2. Qualificação de valores (valoração)

     A precedente exposição permite vislumbrar o valor e os limites da reflexão aristotélica acerca do bem humano. Seu valor está, em primeiro lugar, porque Aristóteles dá para sua investigação uma justa e metodológica direção. Como se diz hodiernamente, a ética aristotélica desenvolve coerentemente “o ponto de vista da primeira pessoa
    Um segundo motivo que torna valiosa a teoria aristotélica é porque consiste em vincular a felicidade perfeita na contemplação da verdade e especialmente, ao conhecimento de Deus.
    A inteligência é característica essencial, ainda que não a única, do ser do homem e seu estar no mundo e entre os demais homens. Compreender passa a pertencer a essência do ser e do viver do homem. Seu bem não pode excluir o conhecimento da Verdade.

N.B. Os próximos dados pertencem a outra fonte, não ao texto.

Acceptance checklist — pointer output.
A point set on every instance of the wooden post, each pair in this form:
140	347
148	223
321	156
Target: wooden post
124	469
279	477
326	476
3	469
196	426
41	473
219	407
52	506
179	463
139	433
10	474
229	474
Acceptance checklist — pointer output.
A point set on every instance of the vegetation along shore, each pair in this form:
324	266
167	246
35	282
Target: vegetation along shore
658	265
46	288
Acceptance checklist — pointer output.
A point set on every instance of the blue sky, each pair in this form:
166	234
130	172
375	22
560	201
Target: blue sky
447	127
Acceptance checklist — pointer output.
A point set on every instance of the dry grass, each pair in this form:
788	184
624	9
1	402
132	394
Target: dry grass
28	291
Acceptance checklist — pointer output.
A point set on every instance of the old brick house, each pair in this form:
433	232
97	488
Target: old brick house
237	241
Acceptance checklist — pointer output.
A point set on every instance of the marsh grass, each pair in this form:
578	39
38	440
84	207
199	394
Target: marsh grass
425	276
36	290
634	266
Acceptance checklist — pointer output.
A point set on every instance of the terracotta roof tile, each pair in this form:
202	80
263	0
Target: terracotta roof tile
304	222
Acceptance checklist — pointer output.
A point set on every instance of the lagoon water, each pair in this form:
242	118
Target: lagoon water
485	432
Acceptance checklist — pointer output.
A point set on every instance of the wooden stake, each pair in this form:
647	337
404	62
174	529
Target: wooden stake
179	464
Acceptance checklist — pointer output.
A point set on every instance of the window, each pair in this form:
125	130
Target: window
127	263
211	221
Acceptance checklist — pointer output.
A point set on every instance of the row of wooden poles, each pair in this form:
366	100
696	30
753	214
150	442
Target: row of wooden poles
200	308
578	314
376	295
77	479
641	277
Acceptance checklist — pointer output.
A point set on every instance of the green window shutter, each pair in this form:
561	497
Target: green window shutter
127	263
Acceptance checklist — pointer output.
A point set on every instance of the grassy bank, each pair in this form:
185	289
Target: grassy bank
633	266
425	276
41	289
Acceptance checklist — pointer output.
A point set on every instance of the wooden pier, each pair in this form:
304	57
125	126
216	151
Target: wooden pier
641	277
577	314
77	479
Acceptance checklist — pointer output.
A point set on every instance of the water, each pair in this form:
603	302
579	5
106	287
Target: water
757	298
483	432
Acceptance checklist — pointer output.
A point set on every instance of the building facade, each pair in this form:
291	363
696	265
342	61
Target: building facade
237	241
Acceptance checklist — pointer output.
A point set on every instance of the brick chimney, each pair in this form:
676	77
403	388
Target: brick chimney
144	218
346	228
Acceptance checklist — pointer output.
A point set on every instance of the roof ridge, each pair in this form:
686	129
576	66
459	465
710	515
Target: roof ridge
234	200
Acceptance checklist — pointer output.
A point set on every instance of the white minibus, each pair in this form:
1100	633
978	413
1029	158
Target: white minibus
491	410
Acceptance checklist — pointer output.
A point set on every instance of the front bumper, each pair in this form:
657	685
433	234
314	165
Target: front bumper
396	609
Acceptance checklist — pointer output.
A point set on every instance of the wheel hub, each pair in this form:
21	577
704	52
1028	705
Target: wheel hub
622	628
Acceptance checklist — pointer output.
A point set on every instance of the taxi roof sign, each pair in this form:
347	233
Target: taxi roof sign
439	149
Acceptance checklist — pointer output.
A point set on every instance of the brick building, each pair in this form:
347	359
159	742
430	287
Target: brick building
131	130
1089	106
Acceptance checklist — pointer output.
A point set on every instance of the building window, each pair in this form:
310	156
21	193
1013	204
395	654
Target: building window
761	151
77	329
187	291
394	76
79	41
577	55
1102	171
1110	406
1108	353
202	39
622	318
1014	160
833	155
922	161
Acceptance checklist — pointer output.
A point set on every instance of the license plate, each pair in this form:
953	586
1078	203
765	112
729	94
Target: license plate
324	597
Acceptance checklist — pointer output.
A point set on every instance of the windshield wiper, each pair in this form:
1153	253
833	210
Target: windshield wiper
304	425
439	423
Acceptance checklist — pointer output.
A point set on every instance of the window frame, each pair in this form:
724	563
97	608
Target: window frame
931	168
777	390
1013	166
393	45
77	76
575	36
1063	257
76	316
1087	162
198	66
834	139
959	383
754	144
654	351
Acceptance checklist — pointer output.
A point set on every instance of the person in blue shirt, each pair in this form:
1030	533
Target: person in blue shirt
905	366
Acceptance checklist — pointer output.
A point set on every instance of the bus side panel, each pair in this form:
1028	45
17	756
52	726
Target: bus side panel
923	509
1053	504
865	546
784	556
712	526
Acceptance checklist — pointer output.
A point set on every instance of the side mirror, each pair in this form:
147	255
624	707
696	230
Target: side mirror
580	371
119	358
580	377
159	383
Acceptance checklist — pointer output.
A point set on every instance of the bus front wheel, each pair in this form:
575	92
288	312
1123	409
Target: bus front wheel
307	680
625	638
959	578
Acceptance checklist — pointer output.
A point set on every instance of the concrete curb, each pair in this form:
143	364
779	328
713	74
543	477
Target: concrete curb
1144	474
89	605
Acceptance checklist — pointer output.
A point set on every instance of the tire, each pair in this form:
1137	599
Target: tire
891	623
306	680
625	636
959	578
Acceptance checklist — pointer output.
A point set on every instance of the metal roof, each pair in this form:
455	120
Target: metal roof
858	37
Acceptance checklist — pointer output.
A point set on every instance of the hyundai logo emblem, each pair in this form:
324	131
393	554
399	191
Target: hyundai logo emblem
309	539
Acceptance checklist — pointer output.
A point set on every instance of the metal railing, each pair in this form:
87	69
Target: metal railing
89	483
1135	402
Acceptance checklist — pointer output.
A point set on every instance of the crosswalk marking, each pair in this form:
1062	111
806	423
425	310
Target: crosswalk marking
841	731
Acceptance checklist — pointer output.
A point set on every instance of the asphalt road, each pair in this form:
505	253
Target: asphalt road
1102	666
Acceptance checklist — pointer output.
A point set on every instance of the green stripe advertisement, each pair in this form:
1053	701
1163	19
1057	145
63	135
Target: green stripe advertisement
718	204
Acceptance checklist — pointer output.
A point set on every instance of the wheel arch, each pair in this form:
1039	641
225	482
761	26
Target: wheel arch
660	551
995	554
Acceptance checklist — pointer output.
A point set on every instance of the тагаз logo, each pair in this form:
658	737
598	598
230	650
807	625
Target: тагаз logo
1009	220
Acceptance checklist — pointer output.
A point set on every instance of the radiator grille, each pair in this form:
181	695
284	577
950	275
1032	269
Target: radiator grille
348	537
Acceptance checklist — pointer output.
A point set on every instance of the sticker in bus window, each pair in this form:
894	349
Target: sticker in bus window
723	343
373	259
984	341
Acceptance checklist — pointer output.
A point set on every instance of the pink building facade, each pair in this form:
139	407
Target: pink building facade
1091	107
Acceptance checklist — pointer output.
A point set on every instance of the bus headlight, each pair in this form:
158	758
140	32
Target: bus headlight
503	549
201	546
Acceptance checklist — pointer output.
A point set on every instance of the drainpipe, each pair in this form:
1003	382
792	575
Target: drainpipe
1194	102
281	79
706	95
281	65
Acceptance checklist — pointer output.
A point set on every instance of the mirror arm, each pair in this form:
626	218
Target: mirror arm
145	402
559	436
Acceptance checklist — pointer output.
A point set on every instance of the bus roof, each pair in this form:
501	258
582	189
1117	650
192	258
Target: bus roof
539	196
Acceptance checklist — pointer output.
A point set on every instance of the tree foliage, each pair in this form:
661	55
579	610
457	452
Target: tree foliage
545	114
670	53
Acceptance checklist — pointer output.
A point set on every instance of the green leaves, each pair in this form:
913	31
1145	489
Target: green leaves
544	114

    A razão é para ele o principal ordenador da vida pessoal e social do ser humano. Os fins das tendências humanas são verdadeiros bens enquanto buscados, possuídos e usados razoavelmente, tanto pelo indivíduo como pela coletividade.
   Com essas considerações sua concepção de felicidade humana se traduz em termos operativos concretos e o saber ético adquire uma estrutura básica que todavia ainda h9je conserva seu valor.
   As virtudes éticas são critérios racionais perfeitamente adaptáveis a pluralidade das situações concretas sem perder sua coerência essencial. Essa flexibilidade e amplitude permite ao pensamento de Aristóteles resistir ao tempo e às variações culturais e sociais.
    Essa esplêndida teoria sobre a felicidade no entanto, é insatisfatória, pois o próprio Aristóteles afirma que a felicidade perfeita não é alcançável. Os limites da felicidade aristotélica são insuperáveis numa perspectiva meramente filosófica e isso se dá principalmente pela sua concepção limitada a respeito de Deus.

    O Deus de Aristóteles não é o Ser e nem princípio do ser e sim a primeira substância, inteligência imóvel, seu Deus não alcança o coração humano e também não estabelece relação com o homem e também nega a capacidade de autotranscendência do homem.